Actual results may vary from forward-looking statements. Forward-looking statements are subject to known and unknown risks, uncertainties and other factors that may cause actual results to materially differ from those expressed or implied by such forward-looking statements, including but not limited to: the duration and effects of the coronavirus and COVID-19, and any other pandemics on our operations and workforce, and the effects on global economies and society; general economic conditions including inflation risks; actual results of exploration activities; conclusions of economic evaluations; changes in project parameters as plans continue to be refined; commodity prices; variations in ore reserves, grade or recovery rates; actual performance of plant, equipment or processes relative to specifications and expectations; accidents; labour relations; relations with local communities; changes in national or local governments; changes in applicable legislation or application thereof; delays in obtaining approvals or financing or in the completion of development or construction activities; exchange rate fluctuations; requirements for additional capital; government regulation; environmental risks; reclamation expenses; outcomes of pending litigation; limitations on insurance coverage as well as those factors discussed in the section entitled “Description of the Business - Risk Factors” in the Company's most recent Annual Information Form for the year ended December 31, 2024 filed with the Canadian securities regulatory authorities under the Company’s SEDAR+ profile at www.sedarplus.ca, and in the Company’s Annual Report on Form 40-F for the year ended December 31, 2024 filed with the United States Securities and Exchange Commission on EDGAR at www.sec.gov/edgar. Although First Majestic has attempted to identify important factors that could cause actual results to differ materially from those contained in forward-looking statements, there may be other factors that cause results not to be as anticipated, estimated or intended.
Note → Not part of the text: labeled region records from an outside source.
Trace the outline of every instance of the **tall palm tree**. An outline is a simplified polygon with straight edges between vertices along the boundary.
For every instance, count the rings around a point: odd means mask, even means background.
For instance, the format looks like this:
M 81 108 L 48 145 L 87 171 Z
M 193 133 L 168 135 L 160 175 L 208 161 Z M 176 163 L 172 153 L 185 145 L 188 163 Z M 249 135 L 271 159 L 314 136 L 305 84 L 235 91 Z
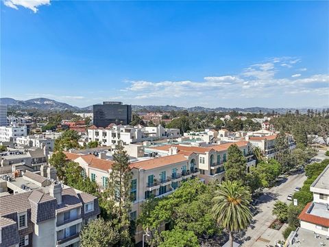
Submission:
M 212 215 L 217 224 L 226 228 L 233 247 L 233 232 L 247 228 L 252 215 L 249 209 L 251 200 L 247 187 L 238 181 L 223 182 L 212 199 Z

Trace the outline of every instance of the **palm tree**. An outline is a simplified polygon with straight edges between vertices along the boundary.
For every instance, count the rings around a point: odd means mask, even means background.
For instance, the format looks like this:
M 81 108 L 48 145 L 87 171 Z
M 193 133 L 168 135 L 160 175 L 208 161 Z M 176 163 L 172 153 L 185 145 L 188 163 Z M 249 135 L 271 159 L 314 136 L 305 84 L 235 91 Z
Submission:
M 258 163 L 260 162 L 264 161 L 264 154 L 263 153 L 260 148 L 259 147 L 252 146 L 252 152 L 255 156 L 256 160 L 257 161 L 257 163 Z
M 217 224 L 226 228 L 233 247 L 233 232 L 247 228 L 252 215 L 249 209 L 250 191 L 238 181 L 223 182 L 212 199 L 212 215 Z

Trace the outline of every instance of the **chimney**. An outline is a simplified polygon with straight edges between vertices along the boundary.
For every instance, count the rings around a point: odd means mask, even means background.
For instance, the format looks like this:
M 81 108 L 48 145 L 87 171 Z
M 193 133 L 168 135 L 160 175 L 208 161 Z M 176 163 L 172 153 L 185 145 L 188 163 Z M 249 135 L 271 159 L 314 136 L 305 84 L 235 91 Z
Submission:
M 49 186 L 49 194 L 52 197 L 56 198 L 57 204 L 62 204 L 62 185 L 56 181 Z
M 99 153 L 98 158 L 99 158 L 100 159 L 106 159 L 106 153 L 105 152 Z
M 56 168 L 53 167 L 48 167 L 47 169 L 47 178 L 49 179 L 57 179 L 57 170 Z
M 40 167 L 40 175 L 44 178 L 47 178 L 47 169 L 48 168 L 48 165 L 42 165 Z

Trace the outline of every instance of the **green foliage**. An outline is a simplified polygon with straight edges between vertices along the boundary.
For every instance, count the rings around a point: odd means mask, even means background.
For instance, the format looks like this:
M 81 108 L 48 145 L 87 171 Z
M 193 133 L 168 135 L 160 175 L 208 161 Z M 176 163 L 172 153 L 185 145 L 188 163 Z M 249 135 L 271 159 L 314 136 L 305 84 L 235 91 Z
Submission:
M 274 204 L 272 213 L 276 215 L 281 222 L 287 222 L 288 219 L 288 205 L 281 201 L 276 201 Z
M 170 123 L 169 123 L 167 128 L 178 128 L 180 129 L 180 133 L 184 133 L 190 130 L 190 124 L 188 121 L 188 118 L 186 116 L 182 116 L 177 119 L 173 119 Z
M 224 163 L 225 176 L 227 180 L 245 180 L 247 170 L 247 159 L 242 152 L 235 144 L 231 145 L 228 149 L 228 161 Z
M 63 132 L 61 137 L 55 141 L 55 151 L 67 151 L 71 148 L 79 148 L 79 134 L 73 130 Z
M 287 239 L 287 237 L 289 236 L 290 233 L 291 231 L 296 230 L 295 227 L 292 227 L 291 226 L 289 226 L 287 228 L 284 229 L 284 231 L 282 233 L 283 237 L 284 239 Z
M 58 152 L 49 158 L 49 164 L 56 168 L 57 176 L 60 180 L 64 180 L 65 176 L 65 165 L 66 164 L 66 156 L 62 152 Z
M 281 173 L 282 166 L 278 161 L 271 158 L 268 162 L 261 162 L 256 169 L 258 172 L 262 186 L 268 187 L 273 185 Z
M 56 128 L 57 128 L 57 124 L 49 123 L 49 124 L 46 124 L 45 126 L 43 126 L 41 128 L 41 130 L 42 131 L 42 132 L 46 132 L 47 130 L 53 130 L 53 130 L 56 130 Z
M 112 209 L 112 215 L 117 220 L 120 228 L 120 246 L 133 246 L 133 239 L 130 233 L 132 228 L 130 213 L 132 198 L 130 196 L 131 179 L 132 174 L 129 166 L 129 156 L 123 150 L 121 142 L 116 146 L 113 154 L 114 164 L 108 180 L 108 189 L 103 193 L 103 204 L 106 209 Z
M 212 215 L 218 225 L 229 231 L 231 242 L 234 231 L 245 229 L 250 224 L 250 200 L 249 189 L 240 182 L 223 182 L 215 191 Z
M 197 237 L 192 231 L 173 229 L 161 233 L 163 240 L 159 247 L 199 247 Z
M 206 185 L 197 179 L 190 180 L 170 196 L 143 202 L 138 223 L 143 229 L 150 231 L 152 240 L 149 244 L 159 244 L 163 236 L 158 229 L 164 223 L 168 231 L 191 231 L 197 237 L 210 236 L 218 231 L 211 214 L 213 189 L 213 186 Z
M 80 233 L 81 247 L 120 246 L 120 229 L 102 218 L 90 221 Z

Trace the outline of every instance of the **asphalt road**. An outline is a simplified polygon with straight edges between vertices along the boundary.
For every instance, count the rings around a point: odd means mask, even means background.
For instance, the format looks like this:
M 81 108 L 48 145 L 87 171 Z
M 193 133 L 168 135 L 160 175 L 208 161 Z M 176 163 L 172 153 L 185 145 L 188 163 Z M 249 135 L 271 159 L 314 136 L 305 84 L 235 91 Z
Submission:
M 243 246 L 266 246 L 270 242 L 283 239 L 280 234 L 278 235 L 278 239 L 267 239 L 263 237 L 263 235 L 266 235 L 265 232 L 269 231 L 269 226 L 276 219 L 272 215 L 274 203 L 277 200 L 289 202 L 287 200 L 287 196 L 293 193 L 296 187 L 302 187 L 306 179 L 304 174 L 291 175 L 283 178 L 280 185 L 264 191 L 264 195 L 260 196 L 260 204 L 257 206 L 260 212 L 253 217 L 252 224 L 245 234 L 239 236 L 240 240 L 243 242 Z M 271 230 L 272 229 L 269 229 Z

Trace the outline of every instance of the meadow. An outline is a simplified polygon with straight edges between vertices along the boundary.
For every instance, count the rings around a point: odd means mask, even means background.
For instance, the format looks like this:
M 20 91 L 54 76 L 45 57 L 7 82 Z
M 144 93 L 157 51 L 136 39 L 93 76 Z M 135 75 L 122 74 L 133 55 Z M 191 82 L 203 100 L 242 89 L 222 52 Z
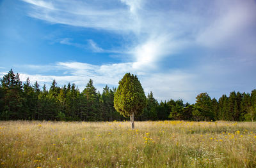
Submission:
M 0 167 L 256 167 L 256 123 L 2 121 Z

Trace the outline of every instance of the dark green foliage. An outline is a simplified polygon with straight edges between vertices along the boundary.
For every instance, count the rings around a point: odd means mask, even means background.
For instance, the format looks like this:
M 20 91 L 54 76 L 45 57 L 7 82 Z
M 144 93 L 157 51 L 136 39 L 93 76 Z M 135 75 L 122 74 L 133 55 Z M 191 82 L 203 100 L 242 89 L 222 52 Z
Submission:
M 138 117 L 140 120 L 157 120 L 157 107 L 158 102 L 154 98 L 153 93 L 150 92 L 147 97 L 147 106 L 143 113 Z
M 158 120 L 169 120 L 170 112 L 170 106 L 167 104 L 166 101 L 161 102 L 159 105 L 156 108 Z
M 49 91 L 45 85 L 41 90 L 37 81 L 31 86 L 29 78 L 22 85 L 19 74 L 11 69 L 1 79 L 0 120 L 127 120 L 114 108 L 115 101 L 123 115 L 134 113 L 138 120 L 256 120 L 256 90 L 250 94 L 232 92 L 218 101 L 201 93 L 195 104 L 184 104 L 181 99 L 158 103 L 152 92 L 146 98 L 138 78 L 130 74 L 124 76 L 117 90 L 106 85 L 102 94 L 93 84 L 90 80 L 80 92 L 75 84 L 61 88 L 53 80 Z
M 114 107 L 121 115 L 128 117 L 140 115 L 146 106 L 146 96 L 137 76 L 125 74 L 119 81 L 114 97 Z
M 207 93 L 201 93 L 196 99 L 196 102 L 195 104 L 195 107 L 196 112 L 195 114 L 200 114 L 200 118 L 198 119 L 208 121 L 214 120 L 214 113 L 212 111 L 212 100 L 210 96 Z

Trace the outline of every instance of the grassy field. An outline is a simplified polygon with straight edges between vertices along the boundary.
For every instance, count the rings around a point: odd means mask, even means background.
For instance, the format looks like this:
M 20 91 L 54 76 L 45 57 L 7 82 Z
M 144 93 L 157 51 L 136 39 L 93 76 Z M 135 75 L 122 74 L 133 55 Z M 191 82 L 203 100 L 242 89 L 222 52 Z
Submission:
M 0 167 L 256 167 L 256 123 L 0 122 Z

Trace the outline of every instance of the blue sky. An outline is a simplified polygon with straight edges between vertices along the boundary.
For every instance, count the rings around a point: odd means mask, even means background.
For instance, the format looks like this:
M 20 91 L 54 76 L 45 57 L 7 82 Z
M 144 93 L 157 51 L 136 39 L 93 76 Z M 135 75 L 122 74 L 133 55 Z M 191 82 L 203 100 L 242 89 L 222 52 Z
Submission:
M 254 0 L 2 0 L 0 76 L 49 86 L 125 73 L 158 101 L 256 88 Z

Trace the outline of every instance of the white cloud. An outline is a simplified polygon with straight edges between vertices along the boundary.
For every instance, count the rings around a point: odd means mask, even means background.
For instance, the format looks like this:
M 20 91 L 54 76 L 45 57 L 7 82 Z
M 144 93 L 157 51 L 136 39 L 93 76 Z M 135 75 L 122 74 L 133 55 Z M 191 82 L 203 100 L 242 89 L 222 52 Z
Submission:
M 69 80 L 84 86 L 92 78 L 98 86 L 103 83 L 116 86 L 124 73 L 131 72 L 140 76 L 146 92 L 152 90 L 160 100 L 182 98 L 193 102 L 201 91 L 214 88 L 220 90 L 226 87 L 225 82 L 230 85 L 224 76 L 220 75 L 221 73 L 228 71 L 230 75 L 242 63 L 244 67 L 249 63 L 250 67 L 255 64 L 256 50 L 253 44 L 256 41 L 253 28 L 255 28 L 256 3 L 253 0 L 215 0 L 210 3 L 188 1 L 184 3 L 186 5 L 177 5 L 179 1 L 163 1 L 163 5 L 156 1 L 142 0 L 24 1 L 33 6 L 28 13 L 36 18 L 52 24 L 111 31 L 124 38 L 131 34 L 134 37 L 127 44 L 129 46 L 121 50 L 102 48 L 93 39 L 88 39 L 85 45 L 75 43 L 75 39 L 70 38 L 61 39 L 58 42 L 61 44 L 95 52 L 116 52 L 125 57 L 128 55 L 130 59 L 112 64 L 59 62 L 46 66 L 47 69 L 63 71 L 65 74 L 56 78 L 57 81 L 63 79 L 63 82 Z M 186 51 L 188 48 L 198 55 L 190 55 Z M 224 48 L 225 53 L 219 50 L 220 48 Z M 169 67 L 163 72 L 159 63 L 184 53 L 186 55 L 183 57 L 191 60 L 193 65 L 184 59 L 189 67 L 182 66 L 182 70 L 173 71 Z M 190 59 L 192 57 L 195 60 Z M 36 68 L 33 66 L 30 67 Z M 239 70 L 244 71 L 242 68 Z M 41 78 L 42 81 L 49 78 L 51 81 L 52 78 L 58 77 L 35 78 Z M 234 79 L 230 81 L 237 83 Z
M 103 52 L 104 50 L 99 47 L 92 39 L 89 39 L 88 41 L 89 44 L 91 46 L 91 48 L 95 52 Z

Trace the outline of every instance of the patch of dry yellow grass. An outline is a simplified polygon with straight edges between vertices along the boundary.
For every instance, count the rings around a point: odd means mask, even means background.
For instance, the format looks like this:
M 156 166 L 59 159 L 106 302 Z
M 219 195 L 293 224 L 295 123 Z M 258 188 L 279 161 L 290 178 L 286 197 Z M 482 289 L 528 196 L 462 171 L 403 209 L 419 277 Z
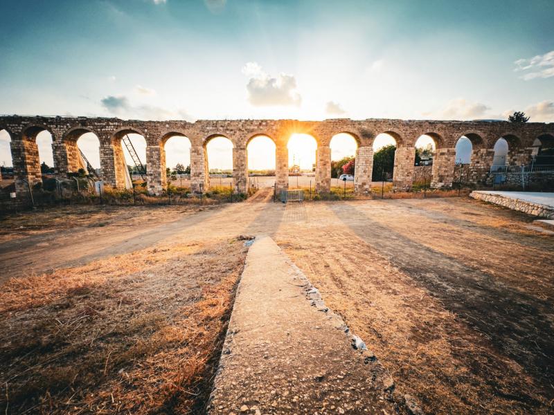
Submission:
M 9 281 L 2 413 L 201 411 L 245 255 L 172 246 Z

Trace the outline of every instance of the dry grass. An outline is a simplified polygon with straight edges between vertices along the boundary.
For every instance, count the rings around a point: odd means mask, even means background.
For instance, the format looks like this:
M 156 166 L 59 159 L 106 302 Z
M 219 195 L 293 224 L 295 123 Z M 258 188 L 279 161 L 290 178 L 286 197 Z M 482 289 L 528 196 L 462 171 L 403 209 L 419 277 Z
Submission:
M 2 413 L 202 412 L 245 255 L 172 245 L 9 281 Z

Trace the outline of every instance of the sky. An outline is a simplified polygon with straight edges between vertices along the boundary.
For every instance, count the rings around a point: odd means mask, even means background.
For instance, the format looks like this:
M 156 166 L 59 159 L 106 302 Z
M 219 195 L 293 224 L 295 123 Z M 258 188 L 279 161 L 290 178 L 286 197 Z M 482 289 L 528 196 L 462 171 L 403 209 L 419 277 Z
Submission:
M 0 0 L 0 113 L 554 122 L 552 0 Z M 170 166 L 188 156 L 174 144 Z M 255 165 L 274 163 L 264 149 Z

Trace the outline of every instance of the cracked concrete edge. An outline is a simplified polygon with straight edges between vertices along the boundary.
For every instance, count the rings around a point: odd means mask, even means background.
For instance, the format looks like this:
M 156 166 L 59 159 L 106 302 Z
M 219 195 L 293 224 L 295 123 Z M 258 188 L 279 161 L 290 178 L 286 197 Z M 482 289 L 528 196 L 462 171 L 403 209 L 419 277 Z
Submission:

The Company believes that the expectations reflected in these forward-looking statements are reasonable, but no assurance can be given that these expectations will prove to be correct and such forward-looking statements included herein should not be unduly relied upon. These statements speak only as of the date hereof. The Company does not intend, and does not assume any obligation, to update these forward-looking statements, except as required by applicable laws.